[Day 170] Uber data engineering project using GCP and Mage

6/20/2024 01:45:00 am

Hello :)
Today is Day 170!

A quick summary of today:
decided to give mage.ai another go and now use it alongside GCP

Well... I obviously did not suffer enough with the countless problems I experienced when I was first learning about mage from DataTalksClub's MLOps zoomcamp, so I decided to do a cool-looking data engineering project [youtube]. The caveat is that I will use GCP. And I just hope I do not incur any major costs. I checked, and I have 21 days left on plenty of free credits.

Getting to the project

It uses the infamous NYC taxi dataset.

Using lucid I learned a bit amout data deminsion modelling

Then using python, some basic preprocessing was done on the raw data, to convert it into the top 8 tables. I actually put everything so far on my github, and plan on doing a nice readme documentation once everything is finished. Even though I started it after work today, I did not finish it because of *again* mage problems.

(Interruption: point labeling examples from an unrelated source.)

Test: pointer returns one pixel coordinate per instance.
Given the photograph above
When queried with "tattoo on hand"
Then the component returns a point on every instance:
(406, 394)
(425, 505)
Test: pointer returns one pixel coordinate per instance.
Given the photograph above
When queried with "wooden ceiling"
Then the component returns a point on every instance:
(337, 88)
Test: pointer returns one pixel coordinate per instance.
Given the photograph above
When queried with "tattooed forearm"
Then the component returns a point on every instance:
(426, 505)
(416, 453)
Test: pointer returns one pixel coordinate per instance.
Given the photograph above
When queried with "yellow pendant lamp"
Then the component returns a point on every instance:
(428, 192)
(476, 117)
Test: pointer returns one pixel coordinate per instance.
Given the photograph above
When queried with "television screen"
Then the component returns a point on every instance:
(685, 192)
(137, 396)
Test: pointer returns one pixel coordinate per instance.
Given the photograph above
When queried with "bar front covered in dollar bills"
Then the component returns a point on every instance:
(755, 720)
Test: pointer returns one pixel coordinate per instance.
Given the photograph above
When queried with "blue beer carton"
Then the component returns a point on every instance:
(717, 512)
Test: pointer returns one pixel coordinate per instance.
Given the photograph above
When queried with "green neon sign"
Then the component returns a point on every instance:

Before I get to the mage problems, a bit about GCP.

I set up a cloud storage (similar to S3 in AWS) and uploaded the raw data.

Then I set up a VM with the right access permissions. And this gave ma nice SSH-in browser to install python and run mage. There is a lot of IP addreses, so I am afraid to share pictures today.

Using that VM, I installed python, pip and mage, and started a project.

Added a block to import data, and a transformer block that basically follows the jupyter notebook in my repo. However whenever I run the transformer block that ends up with the above 8 tables, the kernel restarts and seems like it never starts again. I restart mage through the terminal, same thing happens.

Turns out mage bugs out when I was converting 8 datasets to dicts, and when I just retirn 8 dataframes as a tuple - it is all fine.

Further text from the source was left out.